Proving the regular expression identity $(a(a + b)^*)^* = (ab^*)^*$

Question

I'm struggling to prove the regular expression identity $$(a(a+b)^*)^* = (ab^*)^*$$

The recommendation is to use induction on the star operator. My strategy was to first prove that $$(a(a+b)^*)^* \subseteq (ab^*)^*$$ and then prove $$(ab^*)^* \subseteq (a(a+b)^*)^*$$

I started with the first one, using induction on the inner start of the left side. So the base case is: $$(a\epsilon)^* \subseteq (ab^*)^*$$ Which holds. Then For the inductive hypothesis I assume: $$(aX)^*\subseteq(a)$$ And then set out to prove $$(aX(a+b)^*)^* \subseteq (ab^*)^*$$ Now I know there is a set identity that would make it sufficient to prove: $$(aX(a+b)^*) \subseteq (ab^*)$$ Then by the I.H: $$(a(ab^*)^*(a+b)^*) \subseteq (ab^*)$$ And this is as far as I've been able to get! I don't know how to manipulate what I have here to reach the goal. Am I on the right track? Any hints, identities that could be useful to help me finish this proof. Thanks.

Answer 1

$a(a + b)^*$ is a followed by any number of a's and b's.
$((a(a + b)^*)^*$ is the same with the addition of the empty string.

$(ab^*)^*$ includes the empty string and any string of a's and b's begining with a.

So the regular expressions are equivalent.
The advise of induction with * is confusing.
Do they mean double induction for the iterated use of *?
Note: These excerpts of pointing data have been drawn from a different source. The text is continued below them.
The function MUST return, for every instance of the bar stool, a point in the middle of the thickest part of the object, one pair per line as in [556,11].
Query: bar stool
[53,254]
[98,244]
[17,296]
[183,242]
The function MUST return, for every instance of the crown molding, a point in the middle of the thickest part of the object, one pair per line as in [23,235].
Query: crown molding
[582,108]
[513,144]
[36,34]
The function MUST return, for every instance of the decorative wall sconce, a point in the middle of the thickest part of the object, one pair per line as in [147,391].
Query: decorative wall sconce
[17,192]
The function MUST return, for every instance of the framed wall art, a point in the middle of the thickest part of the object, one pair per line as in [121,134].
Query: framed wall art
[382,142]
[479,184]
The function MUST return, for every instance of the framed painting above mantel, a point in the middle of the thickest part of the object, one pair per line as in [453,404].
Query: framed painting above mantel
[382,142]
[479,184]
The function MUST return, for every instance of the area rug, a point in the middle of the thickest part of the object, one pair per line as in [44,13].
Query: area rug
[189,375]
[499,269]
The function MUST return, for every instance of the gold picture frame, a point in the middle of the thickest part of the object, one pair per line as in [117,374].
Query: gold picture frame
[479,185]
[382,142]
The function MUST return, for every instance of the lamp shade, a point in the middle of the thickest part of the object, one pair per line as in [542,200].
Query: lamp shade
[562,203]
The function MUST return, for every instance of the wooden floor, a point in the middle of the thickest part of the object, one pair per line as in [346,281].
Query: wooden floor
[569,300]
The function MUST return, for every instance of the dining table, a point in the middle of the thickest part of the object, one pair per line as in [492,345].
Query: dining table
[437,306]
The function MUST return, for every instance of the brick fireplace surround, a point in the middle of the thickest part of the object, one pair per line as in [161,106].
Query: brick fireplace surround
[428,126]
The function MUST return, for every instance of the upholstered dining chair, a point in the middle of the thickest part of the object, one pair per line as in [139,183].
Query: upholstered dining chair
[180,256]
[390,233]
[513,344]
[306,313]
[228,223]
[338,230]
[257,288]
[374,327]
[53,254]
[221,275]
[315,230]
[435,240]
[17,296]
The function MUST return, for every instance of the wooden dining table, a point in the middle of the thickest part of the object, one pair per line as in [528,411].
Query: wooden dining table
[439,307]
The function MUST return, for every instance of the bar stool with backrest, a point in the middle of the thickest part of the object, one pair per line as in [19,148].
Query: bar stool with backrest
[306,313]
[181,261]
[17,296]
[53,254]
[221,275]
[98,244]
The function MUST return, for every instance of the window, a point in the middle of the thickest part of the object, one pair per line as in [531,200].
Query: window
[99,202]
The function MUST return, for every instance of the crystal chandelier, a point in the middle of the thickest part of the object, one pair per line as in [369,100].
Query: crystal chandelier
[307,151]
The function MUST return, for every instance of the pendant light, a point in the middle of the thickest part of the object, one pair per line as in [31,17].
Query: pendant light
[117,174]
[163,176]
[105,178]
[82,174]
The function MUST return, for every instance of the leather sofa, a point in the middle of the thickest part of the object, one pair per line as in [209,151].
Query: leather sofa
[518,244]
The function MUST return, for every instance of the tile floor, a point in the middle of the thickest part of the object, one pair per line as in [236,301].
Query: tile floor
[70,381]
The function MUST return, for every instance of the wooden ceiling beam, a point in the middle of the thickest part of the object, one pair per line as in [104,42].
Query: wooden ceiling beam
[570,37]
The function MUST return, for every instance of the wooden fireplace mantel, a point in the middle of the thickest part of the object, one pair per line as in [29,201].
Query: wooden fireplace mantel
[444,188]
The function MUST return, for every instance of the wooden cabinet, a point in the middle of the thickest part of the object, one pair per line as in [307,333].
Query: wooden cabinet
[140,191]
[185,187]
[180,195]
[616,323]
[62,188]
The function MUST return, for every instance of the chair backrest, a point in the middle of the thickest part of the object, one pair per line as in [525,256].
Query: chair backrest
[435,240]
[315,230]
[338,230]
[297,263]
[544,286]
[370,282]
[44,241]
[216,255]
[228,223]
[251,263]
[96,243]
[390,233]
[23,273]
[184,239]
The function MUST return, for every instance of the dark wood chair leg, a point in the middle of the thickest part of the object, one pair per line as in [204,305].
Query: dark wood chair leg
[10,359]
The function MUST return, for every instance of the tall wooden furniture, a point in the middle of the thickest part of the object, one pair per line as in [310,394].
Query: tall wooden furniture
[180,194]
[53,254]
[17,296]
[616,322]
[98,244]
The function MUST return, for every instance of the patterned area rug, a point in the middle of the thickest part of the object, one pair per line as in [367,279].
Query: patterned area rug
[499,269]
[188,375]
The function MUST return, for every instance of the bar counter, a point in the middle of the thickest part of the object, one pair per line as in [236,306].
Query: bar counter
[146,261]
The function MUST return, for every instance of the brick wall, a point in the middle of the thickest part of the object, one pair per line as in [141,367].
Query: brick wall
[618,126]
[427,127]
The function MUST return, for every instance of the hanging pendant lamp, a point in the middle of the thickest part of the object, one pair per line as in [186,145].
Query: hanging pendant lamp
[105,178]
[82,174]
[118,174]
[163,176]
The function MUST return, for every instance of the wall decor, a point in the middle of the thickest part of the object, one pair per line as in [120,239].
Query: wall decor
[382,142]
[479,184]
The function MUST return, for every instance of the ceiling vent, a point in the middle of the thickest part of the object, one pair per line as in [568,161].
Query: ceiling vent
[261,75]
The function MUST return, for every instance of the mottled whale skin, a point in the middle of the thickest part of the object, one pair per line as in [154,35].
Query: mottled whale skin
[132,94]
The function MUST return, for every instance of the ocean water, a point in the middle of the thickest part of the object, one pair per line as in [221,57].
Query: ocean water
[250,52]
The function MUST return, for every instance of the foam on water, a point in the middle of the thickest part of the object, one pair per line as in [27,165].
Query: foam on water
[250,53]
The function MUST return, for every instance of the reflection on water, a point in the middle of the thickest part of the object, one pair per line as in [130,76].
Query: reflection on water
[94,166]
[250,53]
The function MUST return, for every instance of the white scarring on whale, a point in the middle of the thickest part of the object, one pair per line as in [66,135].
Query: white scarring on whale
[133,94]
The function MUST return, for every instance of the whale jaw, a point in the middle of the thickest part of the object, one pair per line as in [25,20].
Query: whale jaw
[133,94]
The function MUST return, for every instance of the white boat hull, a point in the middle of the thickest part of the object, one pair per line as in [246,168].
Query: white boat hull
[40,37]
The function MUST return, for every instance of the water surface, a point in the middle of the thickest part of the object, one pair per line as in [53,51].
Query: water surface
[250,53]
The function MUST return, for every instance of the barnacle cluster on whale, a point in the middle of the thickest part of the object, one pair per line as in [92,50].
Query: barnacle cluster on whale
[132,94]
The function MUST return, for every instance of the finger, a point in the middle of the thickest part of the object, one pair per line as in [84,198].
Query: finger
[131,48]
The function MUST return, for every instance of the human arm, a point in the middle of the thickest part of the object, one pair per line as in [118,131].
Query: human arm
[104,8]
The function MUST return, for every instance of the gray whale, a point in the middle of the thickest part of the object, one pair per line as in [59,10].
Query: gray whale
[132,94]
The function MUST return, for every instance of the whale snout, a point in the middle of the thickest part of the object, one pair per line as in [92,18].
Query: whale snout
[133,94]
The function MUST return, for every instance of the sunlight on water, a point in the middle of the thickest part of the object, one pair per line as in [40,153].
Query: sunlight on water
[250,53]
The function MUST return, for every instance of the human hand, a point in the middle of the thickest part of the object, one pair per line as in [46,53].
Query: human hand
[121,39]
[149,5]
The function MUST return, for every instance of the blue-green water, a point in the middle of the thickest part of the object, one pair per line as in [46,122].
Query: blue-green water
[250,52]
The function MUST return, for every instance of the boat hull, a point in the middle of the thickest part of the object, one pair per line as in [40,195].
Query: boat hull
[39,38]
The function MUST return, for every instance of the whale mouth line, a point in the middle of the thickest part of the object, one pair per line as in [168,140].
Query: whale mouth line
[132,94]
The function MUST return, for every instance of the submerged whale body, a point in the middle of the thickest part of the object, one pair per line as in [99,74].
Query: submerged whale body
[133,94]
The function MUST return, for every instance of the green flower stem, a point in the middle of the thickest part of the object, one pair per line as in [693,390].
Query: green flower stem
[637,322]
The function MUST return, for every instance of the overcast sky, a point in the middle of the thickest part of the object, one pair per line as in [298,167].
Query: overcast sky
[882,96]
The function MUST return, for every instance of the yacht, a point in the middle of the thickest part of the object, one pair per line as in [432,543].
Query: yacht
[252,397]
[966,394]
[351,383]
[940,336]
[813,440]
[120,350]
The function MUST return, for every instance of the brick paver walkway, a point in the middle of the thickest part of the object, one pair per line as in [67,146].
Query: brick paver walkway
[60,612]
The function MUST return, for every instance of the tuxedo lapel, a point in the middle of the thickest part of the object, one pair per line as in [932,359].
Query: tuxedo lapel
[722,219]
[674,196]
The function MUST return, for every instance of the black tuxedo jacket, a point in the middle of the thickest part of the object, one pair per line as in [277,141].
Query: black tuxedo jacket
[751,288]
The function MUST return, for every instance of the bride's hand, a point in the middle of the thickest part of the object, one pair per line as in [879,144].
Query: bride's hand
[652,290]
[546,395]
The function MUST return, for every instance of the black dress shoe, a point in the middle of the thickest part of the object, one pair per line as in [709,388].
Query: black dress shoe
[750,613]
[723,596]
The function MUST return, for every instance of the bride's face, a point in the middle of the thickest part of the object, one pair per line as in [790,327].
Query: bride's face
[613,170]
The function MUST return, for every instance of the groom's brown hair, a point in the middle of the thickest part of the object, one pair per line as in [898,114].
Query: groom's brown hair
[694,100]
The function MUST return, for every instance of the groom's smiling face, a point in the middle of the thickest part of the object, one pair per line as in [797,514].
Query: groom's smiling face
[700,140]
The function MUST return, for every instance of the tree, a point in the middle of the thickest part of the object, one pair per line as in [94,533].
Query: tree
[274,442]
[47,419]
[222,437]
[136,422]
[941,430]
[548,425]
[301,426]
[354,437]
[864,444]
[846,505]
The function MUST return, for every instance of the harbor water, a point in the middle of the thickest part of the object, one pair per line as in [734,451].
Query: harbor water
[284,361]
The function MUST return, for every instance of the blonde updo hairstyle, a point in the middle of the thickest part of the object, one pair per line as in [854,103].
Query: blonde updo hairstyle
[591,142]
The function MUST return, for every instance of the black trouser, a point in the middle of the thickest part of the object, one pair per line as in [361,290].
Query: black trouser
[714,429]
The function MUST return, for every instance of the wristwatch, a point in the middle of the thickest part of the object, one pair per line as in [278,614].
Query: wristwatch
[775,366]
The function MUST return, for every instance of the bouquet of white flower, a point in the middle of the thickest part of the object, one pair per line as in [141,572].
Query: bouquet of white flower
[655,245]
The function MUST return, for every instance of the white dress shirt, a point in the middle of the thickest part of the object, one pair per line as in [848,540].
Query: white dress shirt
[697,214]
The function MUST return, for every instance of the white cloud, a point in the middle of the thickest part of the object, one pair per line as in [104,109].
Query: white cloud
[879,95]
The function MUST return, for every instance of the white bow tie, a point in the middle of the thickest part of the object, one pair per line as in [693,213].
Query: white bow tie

This Mathjax thing can be obnoxious when the preview is different than how the answer appeares, thus requiring additional, unexpected editing.

Answer 2

Let me follow your strategy. The inclusion $(ab^*)^* \subseteq (a(a+b)^*)^*$ is easy to prove as follows $$ b \subseteq a+b \implies b^* \subseteq (a+b)^* \implies ab^* \subseteq a(a+b)^* \implies (ab^*)^* \subseteq (a(a+b)^*)^* $$ For the opposite inclusion, I interpret the recommendation as follows: prove by induction on $n$ that, for all $n$, $$ (1) \quad a(a+b)^n \subseteq (ab^*)^*. $$ For $n = 0$, the result is trivial. Suppose that the formula holds for $n$. Then $$ a(a+b)^{n+1} = a(a+b)^n(a+b) \subseteq (ab^*)^*(a+b) = (ab^*)^*a +(ab^*)^*b $$ It suffices now to observe that $(ab^*)^*a \subseteq (ab^*)^*ab^* \subseteq (ab^*)^*$ and $(ab^*)^*b \subseteq (ab^*)^*$ to prove (1).

Of course, (1) implies $a(a+b)^* \subseteq (ab^*)^*$, whence $(a(a+b)^*)^* \subseteq (ab^*)^*$.

N.B. For a purely formal proof, you could try to use the axioms of a Kleene algebra, but it is probably not in the spirit of what you were asked for.